Setiap harinya, jadwal Lira sangat padat. Pagi pukul lima dia sudah terbangun karena Ringga menggebrak-gebrak pintu kamarnya dengan heboh demi mengajaknya olahraga di gym atau berenang di kolam mansion. Katanya olahraga ini wajib dilakukan agar Lira belajar tertib waktu sekaligus menaikkan massa ototnya.
“Walaupun kau kurus seperti papan, kau harus tetap olahraga. Berenang dan angkat beban cocok untuk membentuk lekuk tubuhmu!”
‘Nyenyenyenye, mulutnya mengoceh saja seperti monyet!’ Lira membatin kesal.

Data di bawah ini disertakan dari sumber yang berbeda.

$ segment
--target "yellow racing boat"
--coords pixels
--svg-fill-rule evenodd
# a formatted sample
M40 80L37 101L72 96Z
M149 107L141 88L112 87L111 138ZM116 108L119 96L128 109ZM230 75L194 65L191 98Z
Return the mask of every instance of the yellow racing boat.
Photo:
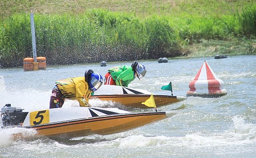
M2 128L32 128L39 135L72 138L122 132L172 116L175 111L134 113L118 108L71 107L23 112L10 104L1 109Z
M156 107L181 101L184 97L158 95L146 90L114 85L102 85L90 98L102 101L111 101L132 107L147 107L141 103L149 98L153 94Z

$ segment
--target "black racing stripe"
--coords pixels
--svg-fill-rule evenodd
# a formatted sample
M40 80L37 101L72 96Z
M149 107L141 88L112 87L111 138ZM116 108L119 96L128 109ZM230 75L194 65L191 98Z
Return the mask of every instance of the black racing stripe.
M127 92L126 91L125 89L124 89L124 87L122 87L122 89L123 89L123 93L124 93L124 94L128 94L128 93L127 93Z
M92 98L126 98L126 97L150 97L151 95L136 95L132 94L129 94L128 95L126 94L124 95L94 95L93 96L91 96ZM154 98L160 97L160 98L177 98L176 96L172 96L170 95L153 95Z
M45 128L43 128L40 129L36 129L36 130L40 130L45 129L52 128L53 128L61 127L62 126L70 126L70 125L76 124L80 124L82 123L87 123L88 122L102 121L102 120L114 120L115 119L125 118L127 117L136 117L138 116L149 116L149 115L165 115L166 113L165 112L152 112L152 113L140 113L140 115L138 115L138 113L135 113L135 114L130 113L130 114L128 114L128 115L124 115L121 116L120 117L116 117L116 116L113 116L113 115L107 116L107 117L106 117L105 116L103 116L103 117L102 117L102 118L92 118L89 119L85 118L85 119L83 119L80 120L68 120L65 122L56 122L56 123L52 123L52 124L40 124L37 126L29 126L28 127L24 127L24 128L35 128L35 127L46 126ZM102 119L100 119L100 120L95 120L96 119L98 120L99 118L102 118ZM78 122L78 121L83 121L83 122ZM62 124L66 123L67 122L70 123L68 124L62 124L62 125L61 124ZM72 122L74 122L74 123L72 123ZM52 126L52 125L58 125L58 124L59 124L60 125L58 126L57 125L53 127L47 127L47 126L49 125Z
M138 91L136 91L135 90L132 90L132 89L129 89L126 88L126 87L124 88L128 89L128 90L130 91L131 91L132 92L134 93L134 94L144 94L143 93L138 92ZM123 87L123 89L124 89L124 88ZM123 91L124 91L124 90L123 89ZM128 93L127 93L127 94L128 94Z
M96 117L99 116L99 115L96 114L95 113L92 111L92 110L90 109L90 108L89 108L89 111L90 111L90 113L91 115L92 115L92 117Z
M90 110L90 112L92 111L90 110L90 109L94 109L94 110L96 110L96 111L100 111L101 113L104 113L104 114L107 114L107 115L120 114L120 113L115 113L115 112L112 112L112 111L107 111L106 110L102 110L102 109L94 109L94 108L89 108L89 110ZM91 112L91 113L92 113Z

Belakangan dia sudah belajar untuk tidak sedikit-sedikit protes terang-terangan karena Ringga sekarang punya cara licik untuk membuat Lira kapok; yaitu memberinya hukuman angkat beban berlebih di gymnasium. Kalau tidak mau berakhir ngos-ngosan dan nyaris pingsan, Lira harus menuruti semua perintah Ringga.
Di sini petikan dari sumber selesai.